Donation helps create scholarships
May 3, 2005
Thanks to an anonymous donation of $450,000, undergraduate students in psychology, computer science and geography will have a permanent scholarship available starting in 2006.
“This is the second-largest endowed scholarship by a living individual,” NIU Foundation President Mallory Simpson said. The highest, given in spring 2000, was for $500,000, she said.
Simpson described the donor as “a lovely, thoughtful person who believes in the importance of higher education and the role NIU plays in the lives” of students.
The gift is particularly generous since it is coming from someone who did not attend NIU. The donor specified that the money be used for those three academic disciplines because her family members were affiliated with those areas, Simpson said. Each year, three students who have at least 36 credit hours at NIU will have their fees, tuition and books paid for as a result of the scholarship, which will “reward and retain accomplished students forever,” Simpson said.
The donor, who hails from Wisconsin, has been a resident of DeKalb for seven years, according to an NIU press release.
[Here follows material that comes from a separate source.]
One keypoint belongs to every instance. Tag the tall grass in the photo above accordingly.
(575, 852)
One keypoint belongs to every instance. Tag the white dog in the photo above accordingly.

Her grandson and his wife are graduates of NIU and her daughter-in-law has a master’s degree from NIU. Her granddaughter is currently a student.
“This gift represents our means of thanking and giving something back to a university community that has been so wonderfully helpful to family members as they have grown, matured and developed across significant periods of their lives,” said the donor in a written statement.
In the last few years, the NIU Foundation has raised more than $3 million in endowed scholarships to students, Simpson said.
In the next few years, NIU President John Peters will be focusing on the development of endowments for students and faculty.